La révolte de Tacky en 1760-1761 attire l'attention des Européens sur l’obeah, jusqu'alors largement réduite à des pratiques superstitieuses et primitives. En raison du rôle qu'il y joue, il est associé à la résistance anti-esclavagiste et se trouve alors réprimé. L’obeahman attire l'intérêt de certains écrivains britanniques romantiques, qui le voient comme un noble africain ou un martyr de l’esclavage, mais les colons le rattachent au commerce avec le diable et à la sorcellerie[15].

La pratique souterraine et clandestine de l'obeah, qui cristallisait les craintes et les préjugés des Européens, constitue une forme de refus du savoir médical et des croyances religieuses des esclavagistes[5].

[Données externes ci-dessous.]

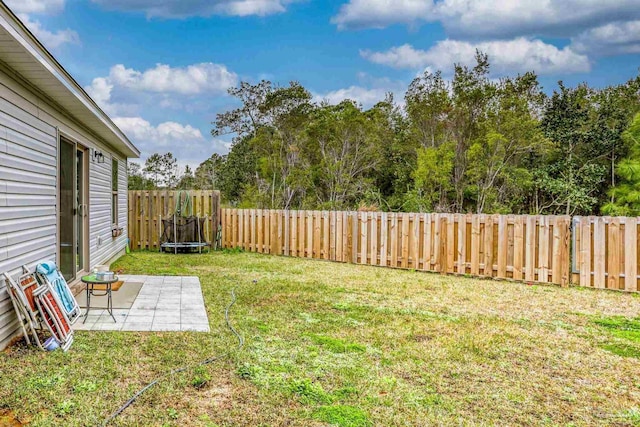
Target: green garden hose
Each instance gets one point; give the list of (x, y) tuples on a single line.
[(175, 371)]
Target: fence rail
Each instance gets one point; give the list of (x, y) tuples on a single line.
[(146, 207), (606, 252), (518, 247)]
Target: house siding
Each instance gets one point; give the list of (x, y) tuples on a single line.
[(29, 128)]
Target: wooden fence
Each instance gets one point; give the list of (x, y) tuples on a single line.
[(605, 252), (146, 207), (529, 248)]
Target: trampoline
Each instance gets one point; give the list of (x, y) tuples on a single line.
[(184, 232)]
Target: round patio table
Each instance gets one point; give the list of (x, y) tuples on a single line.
[(91, 281)]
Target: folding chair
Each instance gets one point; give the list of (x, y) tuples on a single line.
[(37, 305), (48, 272)]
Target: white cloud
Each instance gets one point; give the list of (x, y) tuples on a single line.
[(368, 97), (518, 55), (488, 18), (193, 79), (100, 90), (124, 90), (611, 39), (51, 40), (184, 9), (186, 142), (36, 6), (368, 92), (165, 135)]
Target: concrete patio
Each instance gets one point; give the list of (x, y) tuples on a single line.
[(164, 303)]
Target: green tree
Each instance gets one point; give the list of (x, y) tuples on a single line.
[(162, 170), (137, 179), (625, 196), (187, 180)]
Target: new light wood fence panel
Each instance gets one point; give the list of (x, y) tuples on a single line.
[(146, 207), (530, 248), (605, 252)]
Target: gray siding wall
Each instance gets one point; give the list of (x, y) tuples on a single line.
[(28, 188), (28, 149), (103, 246)]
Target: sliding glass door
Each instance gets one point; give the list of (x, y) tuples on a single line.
[(72, 208)]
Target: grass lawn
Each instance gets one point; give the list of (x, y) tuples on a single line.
[(345, 345)]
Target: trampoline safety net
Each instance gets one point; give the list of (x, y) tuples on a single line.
[(184, 233)]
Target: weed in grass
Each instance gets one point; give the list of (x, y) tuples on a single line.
[(172, 413), (85, 386), (200, 377), (632, 416), (621, 327), (42, 382), (627, 332), (249, 372), (337, 345), (65, 407), (342, 416), (232, 251), (622, 349), (308, 392), (308, 318)]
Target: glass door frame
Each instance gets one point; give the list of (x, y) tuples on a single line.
[(81, 208)]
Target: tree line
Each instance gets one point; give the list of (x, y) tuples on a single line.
[(465, 144)]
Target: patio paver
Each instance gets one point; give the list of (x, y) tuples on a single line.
[(164, 303)]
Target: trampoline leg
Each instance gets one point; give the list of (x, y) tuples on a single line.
[(175, 234)]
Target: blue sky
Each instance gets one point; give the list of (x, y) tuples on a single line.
[(160, 68)]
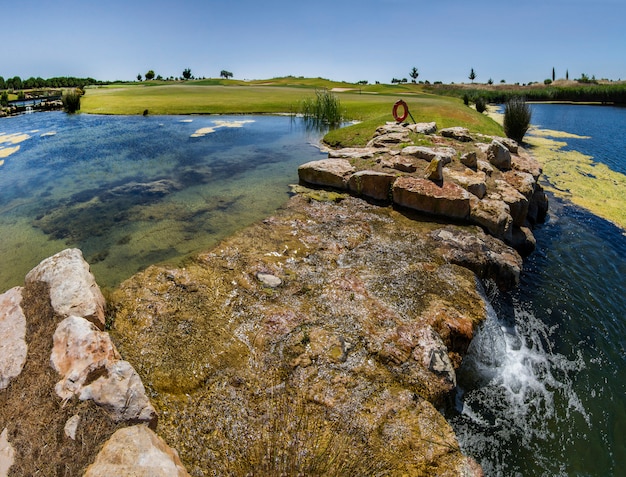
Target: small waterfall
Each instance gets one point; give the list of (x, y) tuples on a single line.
[(514, 392)]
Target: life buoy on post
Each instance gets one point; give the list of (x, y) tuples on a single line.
[(405, 111)]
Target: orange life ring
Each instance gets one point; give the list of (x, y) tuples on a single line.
[(405, 111)]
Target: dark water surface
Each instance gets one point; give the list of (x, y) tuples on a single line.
[(543, 392), (132, 191)]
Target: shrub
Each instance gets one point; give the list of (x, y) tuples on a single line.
[(517, 115), (71, 101), (481, 104), (322, 111)]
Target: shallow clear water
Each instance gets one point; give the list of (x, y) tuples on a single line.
[(543, 391), (133, 191)]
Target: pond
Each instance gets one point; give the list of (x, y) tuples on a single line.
[(133, 191)]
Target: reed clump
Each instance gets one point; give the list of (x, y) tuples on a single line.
[(517, 116), (324, 110), (71, 101)]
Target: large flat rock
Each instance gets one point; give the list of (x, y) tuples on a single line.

Il ne faut néanmoins pas interpréter l'Obeah uniquement et systématiquement comme un acte de résistance. L'examen des archives judiciaires de Guyane au début du XIXe siècle informe sur la poursuite de deux praticiens de l'Obeah pour avoir obligé des esclaves à participer aux rituels. La danse Minje Mama (ou Water Mama) a entraîné la mort d'une femme. L'existence de violences intracommunautaires illustre la complexité des relations de pouvoir au sein des esclaves, y compris au sein de pratiques pratiquées en secret et en retrait du pouvoir colonial[15].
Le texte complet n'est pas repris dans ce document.